According to foreign media reports, although environmentally conscious people send their discarded waste paper recycling, the whole process of the paper recycling business is not entirely environmentally friendly - usually it consumes a lot of electricity and contains toxic chemicals. Now, however, scientists have developed a new method of recycling - erasing words from paper so that paper can be put back into reuse.
Although you've seen the technology of removing printer toner from standard photocopier paper by laser, it can destroy the polymer coating on the more gorgeous and glossy paper used for applications such as packaging, advertising and so on. Therefore, this technology is not applicable at this time.
Scientists from Rutgers University and Oregon State University began to address this limitation by replacing lasers with xenon lamps.
Researchers placed xenon lamps 1.5 inches (38mm) away from semi-glossy paper printed with black carbon powder, and then released intense pulsed light (IPL) from the spectrum. This light weakens the carbon bonds on paper but does not negatively affect the coating. When the paper surface is wiped with environmentally friendly ethanol, the carbon powder on it will fall off.

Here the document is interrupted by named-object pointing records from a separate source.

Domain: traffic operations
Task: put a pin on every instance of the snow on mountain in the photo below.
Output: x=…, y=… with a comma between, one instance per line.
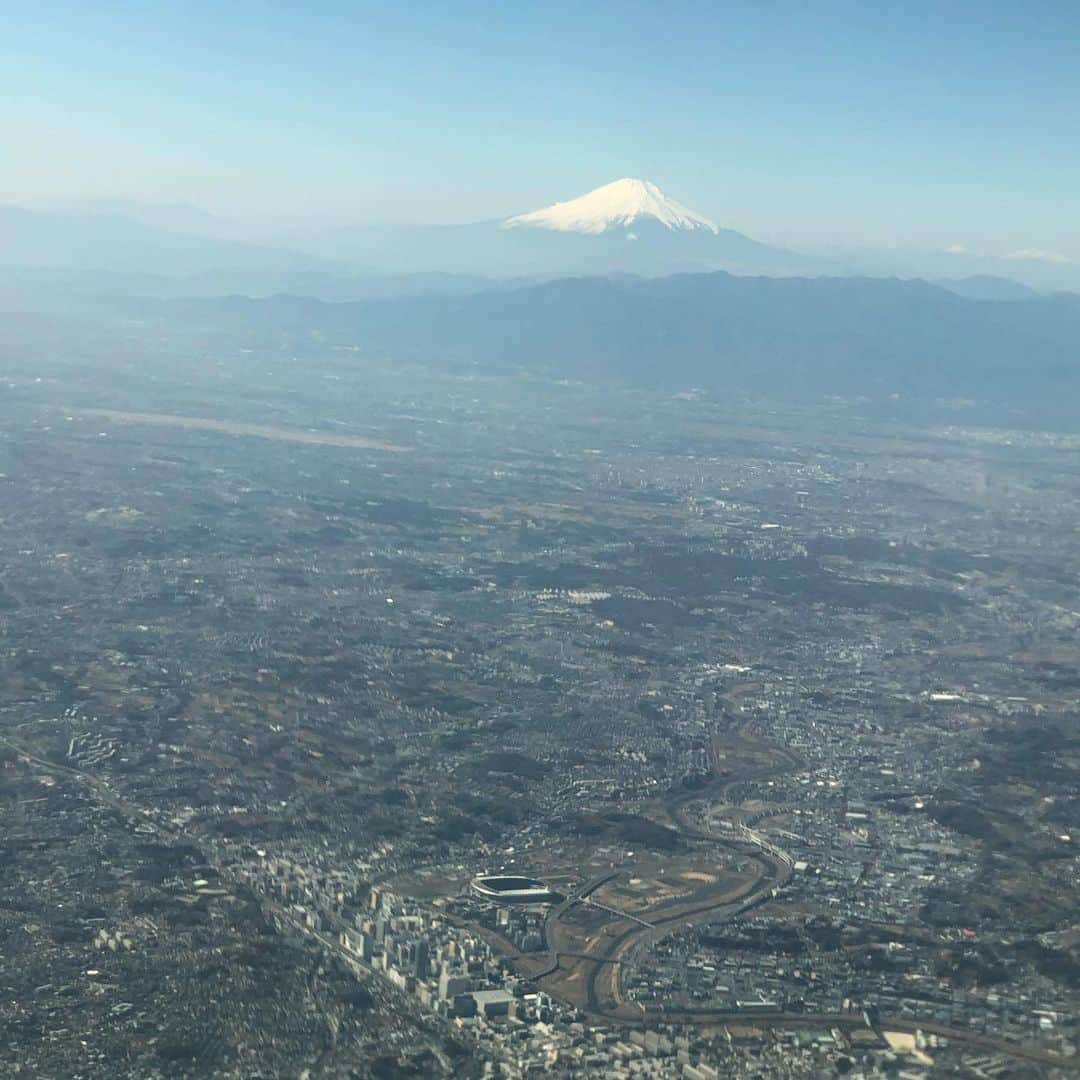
x=621, y=203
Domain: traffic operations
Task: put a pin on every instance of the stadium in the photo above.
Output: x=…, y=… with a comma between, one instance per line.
x=513, y=890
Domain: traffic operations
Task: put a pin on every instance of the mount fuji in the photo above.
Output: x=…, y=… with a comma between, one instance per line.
x=629, y=226
x=620, y=204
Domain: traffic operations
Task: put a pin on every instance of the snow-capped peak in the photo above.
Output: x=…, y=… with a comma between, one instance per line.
x=620, y=203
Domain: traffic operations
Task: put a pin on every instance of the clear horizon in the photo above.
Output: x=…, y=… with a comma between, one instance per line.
x=921, y=127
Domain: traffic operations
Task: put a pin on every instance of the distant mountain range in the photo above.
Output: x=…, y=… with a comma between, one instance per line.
x=774, y=335
x=625, y=227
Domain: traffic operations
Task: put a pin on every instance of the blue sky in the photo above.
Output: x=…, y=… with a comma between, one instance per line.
x=885, y=123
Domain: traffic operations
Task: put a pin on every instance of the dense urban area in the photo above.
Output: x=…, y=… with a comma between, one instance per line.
x=360, y=718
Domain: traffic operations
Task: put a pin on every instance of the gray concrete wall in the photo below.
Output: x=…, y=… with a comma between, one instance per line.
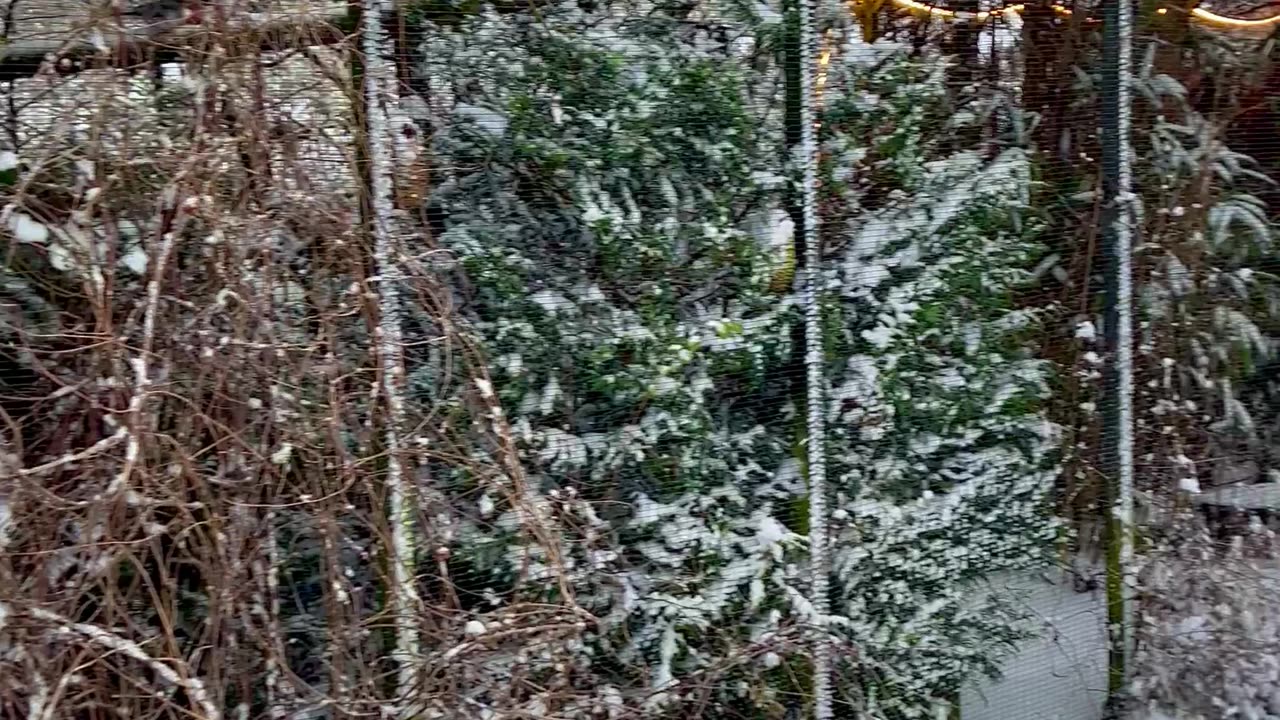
x=1060, y=677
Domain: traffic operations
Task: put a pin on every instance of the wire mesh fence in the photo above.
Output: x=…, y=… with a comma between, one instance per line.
x=638, y=359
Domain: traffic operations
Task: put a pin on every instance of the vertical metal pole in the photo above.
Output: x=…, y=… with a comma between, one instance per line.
x=816, y=378
x=1118, y=401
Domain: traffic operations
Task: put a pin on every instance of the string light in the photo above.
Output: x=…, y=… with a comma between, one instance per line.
x=1201, y=14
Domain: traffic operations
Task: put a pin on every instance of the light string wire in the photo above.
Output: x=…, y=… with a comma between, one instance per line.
x=1201, y=14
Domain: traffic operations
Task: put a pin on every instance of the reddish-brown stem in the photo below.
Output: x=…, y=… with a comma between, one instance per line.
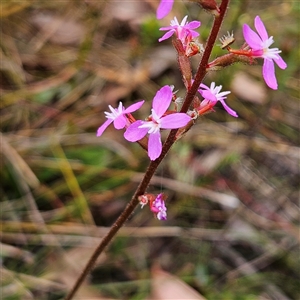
x=141, y=189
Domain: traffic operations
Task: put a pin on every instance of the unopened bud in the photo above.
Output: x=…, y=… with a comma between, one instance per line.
x=209, y=5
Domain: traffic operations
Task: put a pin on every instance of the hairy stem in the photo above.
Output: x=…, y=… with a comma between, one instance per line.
x=141, y=189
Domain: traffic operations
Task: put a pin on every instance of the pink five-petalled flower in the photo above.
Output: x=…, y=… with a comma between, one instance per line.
x=159, y=208
x=212, y=95
x=118, y=116
x=164, y=8
x=184, y=31
x=260, y=44
x=158, y=120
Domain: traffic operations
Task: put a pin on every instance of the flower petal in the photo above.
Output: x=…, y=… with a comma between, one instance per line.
x=167, y=35
x=104, y=126
x=269, y=74
x=175, y=120
x=164, y=8
x=228, y=109
x=251, y=37
x=134, y=133
x=261, y=29
x=120, y=122
x=154, y=146
x=193, y=25
x=134, y=107
x=162, y=100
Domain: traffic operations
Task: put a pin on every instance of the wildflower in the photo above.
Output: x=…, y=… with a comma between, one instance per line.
x=118, y=116
x=159, y=208
x=260, y=44
x=164, y=8
x=184, y=30
x=212, y=95
x=156, y=121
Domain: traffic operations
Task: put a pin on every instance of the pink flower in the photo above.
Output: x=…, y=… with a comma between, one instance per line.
x=164, y=8
x=184, y=30
x=118, y=116
x=158, y=120
x=260, y=44
x=212, y=95
x=159, y=208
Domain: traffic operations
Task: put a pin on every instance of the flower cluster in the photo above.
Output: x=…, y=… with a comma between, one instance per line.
x=259, y=44
x=148, y=131
x=160, y=118
x=156, y=203
x=185, y=33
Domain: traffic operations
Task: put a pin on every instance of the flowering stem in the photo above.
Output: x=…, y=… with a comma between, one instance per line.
x=201, y=72
x=141, y=189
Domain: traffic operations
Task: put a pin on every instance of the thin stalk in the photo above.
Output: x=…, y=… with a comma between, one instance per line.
x=141, y=189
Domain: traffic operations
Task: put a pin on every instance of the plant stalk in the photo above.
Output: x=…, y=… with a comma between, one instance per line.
x=141, y=189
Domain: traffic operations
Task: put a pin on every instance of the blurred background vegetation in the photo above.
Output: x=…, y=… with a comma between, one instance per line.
x=232, y=184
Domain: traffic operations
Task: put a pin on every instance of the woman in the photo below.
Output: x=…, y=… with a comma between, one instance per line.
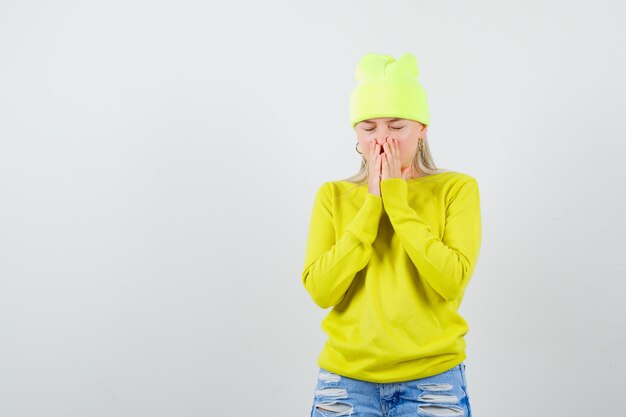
x=392, y=250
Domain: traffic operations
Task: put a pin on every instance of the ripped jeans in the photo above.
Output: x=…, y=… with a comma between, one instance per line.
x=444, y=394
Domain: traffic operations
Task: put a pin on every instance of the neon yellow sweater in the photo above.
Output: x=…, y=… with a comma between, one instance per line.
x=394, y=268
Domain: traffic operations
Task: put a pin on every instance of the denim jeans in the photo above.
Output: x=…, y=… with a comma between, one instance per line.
x=444, y=394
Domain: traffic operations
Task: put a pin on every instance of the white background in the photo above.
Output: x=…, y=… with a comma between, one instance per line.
x=158, y=163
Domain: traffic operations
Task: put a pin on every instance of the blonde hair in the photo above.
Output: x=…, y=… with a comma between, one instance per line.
x=422, y=161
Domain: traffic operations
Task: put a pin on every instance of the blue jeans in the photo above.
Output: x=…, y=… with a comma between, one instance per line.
x=444, y=394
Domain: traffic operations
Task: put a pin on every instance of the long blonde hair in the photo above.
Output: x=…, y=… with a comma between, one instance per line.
x=422, y=161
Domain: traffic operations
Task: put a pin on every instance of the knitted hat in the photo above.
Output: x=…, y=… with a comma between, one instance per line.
x=388, y=87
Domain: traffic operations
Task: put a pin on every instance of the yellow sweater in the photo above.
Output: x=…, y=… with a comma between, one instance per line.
x=394, y=268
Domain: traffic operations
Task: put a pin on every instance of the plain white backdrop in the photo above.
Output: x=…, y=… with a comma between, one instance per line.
x=158, y=164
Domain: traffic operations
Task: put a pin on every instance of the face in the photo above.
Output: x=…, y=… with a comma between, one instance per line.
x=372, y=131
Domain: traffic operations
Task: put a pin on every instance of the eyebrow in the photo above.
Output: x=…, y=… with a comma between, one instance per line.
x=389, y=121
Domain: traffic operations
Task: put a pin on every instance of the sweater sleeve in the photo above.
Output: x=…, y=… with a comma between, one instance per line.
x=331, y=264
x=445, y=264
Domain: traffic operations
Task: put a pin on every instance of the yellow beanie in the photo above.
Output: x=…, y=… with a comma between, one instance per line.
x=388, y=87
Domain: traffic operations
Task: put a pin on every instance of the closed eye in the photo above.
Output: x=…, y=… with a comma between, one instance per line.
x=396, y=128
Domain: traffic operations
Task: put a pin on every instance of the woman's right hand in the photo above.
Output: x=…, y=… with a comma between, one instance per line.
x=374, y=163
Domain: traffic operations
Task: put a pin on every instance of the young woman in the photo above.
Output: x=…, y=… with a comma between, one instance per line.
x=392, y=250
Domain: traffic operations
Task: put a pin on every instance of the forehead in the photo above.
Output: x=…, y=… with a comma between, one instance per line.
x=382, y=120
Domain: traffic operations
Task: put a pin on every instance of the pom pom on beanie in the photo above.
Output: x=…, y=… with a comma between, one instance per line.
x=388, y=87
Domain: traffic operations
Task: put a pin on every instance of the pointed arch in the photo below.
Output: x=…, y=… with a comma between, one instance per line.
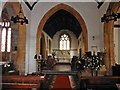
x=73, y=12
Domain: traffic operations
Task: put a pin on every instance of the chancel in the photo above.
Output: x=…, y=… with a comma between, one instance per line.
x=59, y=45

Unfortunately, this process can not completely remove untreated red, green or blue carbon powders, because they can not absorb IPL as completely as black carbon powders. But it can be completely removed if printed with black carbon powder first.
Rajiv Malhotra, an assistant professor at Rutgers University, said that their method makes it possible to print at least five times on the same sheet of paper -- traditionally recycled paper can be reused five times -- and that their recycling solutions can also reduce energy costs, environmental pollution and greenhouse gas emissions.